Она вернулась к зеркалу и еще раз осмотрела себя: на хрупких белых плечах кожа смотрелась гораздо лучше, чем на лице. Лицо у нее распутное, говорит милашка Сэмми, – как у испорченного мальчика, и оно волнует его гораздо больше, чем все остальное вместе взятое. Расческу и гребень она строго параллельно положила под зеркало, и ей захотелось перечесть последнее письмо Сэма. Подошла к письменному столу и выдвинула просторный ящик. Все здесь лежало ровными стопками. Сверху дневник с аккуратными краткими записями обо всем, принадлежности для шитья, зачетная книжка, ключи и последняя связка любовных писем Сэма, перевязанная коричневой ленточкой. Взяла связку в руки. А может, не стоит? Желание перечитывать старательные метафоры Сэма внезапно пропало. Пустое все это. Их приятно взять в руки, прочитать однажды, уложить в стопку, но зачем перечитывать? Она вернула письма на место и подошла к книгам. Тщета. Пальцы начали листать захватанную Библию, лежащую отдельно в конце книжного ряда. Вот оно: Род проходит, и род приходит, а земля пребывает вовеки. Или вот это: Что было, то и будет; и что делалось, то и будет делаться, и нет ничего нового под солнцем. Нет, все это уже заболтано. Сунула книгу на место. Теперь это уже действительно отчаянная, тщетная тщетность, скука, пустота. Ах, был бы здесь Сэм! Она раскинула руки и зевнула. Пустота, пустота.

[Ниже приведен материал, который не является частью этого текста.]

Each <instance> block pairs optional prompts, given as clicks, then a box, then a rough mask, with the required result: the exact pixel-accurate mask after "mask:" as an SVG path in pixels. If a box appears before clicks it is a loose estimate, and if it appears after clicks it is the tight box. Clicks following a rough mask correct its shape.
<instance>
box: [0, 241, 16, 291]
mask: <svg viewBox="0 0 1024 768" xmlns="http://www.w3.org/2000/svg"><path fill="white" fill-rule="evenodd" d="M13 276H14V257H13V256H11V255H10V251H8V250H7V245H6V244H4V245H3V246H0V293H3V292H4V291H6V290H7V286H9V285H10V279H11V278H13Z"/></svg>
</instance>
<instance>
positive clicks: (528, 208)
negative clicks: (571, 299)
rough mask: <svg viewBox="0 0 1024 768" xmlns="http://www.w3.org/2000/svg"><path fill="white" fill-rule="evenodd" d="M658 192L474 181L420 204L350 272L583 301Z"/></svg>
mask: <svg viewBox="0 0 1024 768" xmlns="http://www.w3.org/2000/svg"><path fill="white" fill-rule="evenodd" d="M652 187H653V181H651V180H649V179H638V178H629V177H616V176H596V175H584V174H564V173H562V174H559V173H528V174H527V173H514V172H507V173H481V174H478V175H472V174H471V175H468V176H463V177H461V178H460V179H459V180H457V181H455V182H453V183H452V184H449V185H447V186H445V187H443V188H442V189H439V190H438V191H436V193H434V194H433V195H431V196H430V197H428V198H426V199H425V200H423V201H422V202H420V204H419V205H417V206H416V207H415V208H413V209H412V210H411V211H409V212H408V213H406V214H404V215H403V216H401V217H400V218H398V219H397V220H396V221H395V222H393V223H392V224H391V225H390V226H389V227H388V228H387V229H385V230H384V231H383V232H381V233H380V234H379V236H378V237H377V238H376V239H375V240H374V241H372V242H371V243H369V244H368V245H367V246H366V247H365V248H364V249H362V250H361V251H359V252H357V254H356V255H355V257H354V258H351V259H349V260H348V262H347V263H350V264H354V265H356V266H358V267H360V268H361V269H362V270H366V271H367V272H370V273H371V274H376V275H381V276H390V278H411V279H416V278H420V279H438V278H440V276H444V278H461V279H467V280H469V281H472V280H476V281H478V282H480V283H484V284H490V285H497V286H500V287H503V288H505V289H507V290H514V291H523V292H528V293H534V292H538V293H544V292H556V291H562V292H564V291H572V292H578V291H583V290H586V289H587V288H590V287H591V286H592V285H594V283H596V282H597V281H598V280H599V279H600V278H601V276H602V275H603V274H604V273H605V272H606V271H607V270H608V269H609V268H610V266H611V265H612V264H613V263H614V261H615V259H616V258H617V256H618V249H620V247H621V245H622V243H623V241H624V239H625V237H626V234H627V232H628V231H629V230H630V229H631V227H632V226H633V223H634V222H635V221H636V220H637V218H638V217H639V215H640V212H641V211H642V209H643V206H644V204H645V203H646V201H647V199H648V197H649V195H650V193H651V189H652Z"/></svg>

С этой мыслью она легла на тахту и уставилась в потолок. Да, все на этом свете суета сует. Супружество, мелкие радости, шуточки о детях, а через пять-шесть лет – конец. Лицо постареет, появятся морщины, и больше не будет даже вот этого: Сэма, девушек, дневниковых записей. Все пустое, меланхолически говорила она себе снова и снова. Какое-то неопределенное состояние: ни печали, ни радости. Подумала о Сэме: он сейчас, наверное, болтает с Иржиной в поместье, потом поедет с ней в «Репру»; Иржинка нервозная, мрачная, толстая; Сэм найдет ее глазами, подойдет к ней и скажет как ни в чем не бывало: «Привет, Ирена», – словно пароль, на глазах злого Роберта, и… А к чему, собственно, все это? Ведь ничего серьезного не будет. Ничто ни к чему не ведет по-настоящему, все пустое, пустое, пустое, тщета, тщета, тщета, аминь.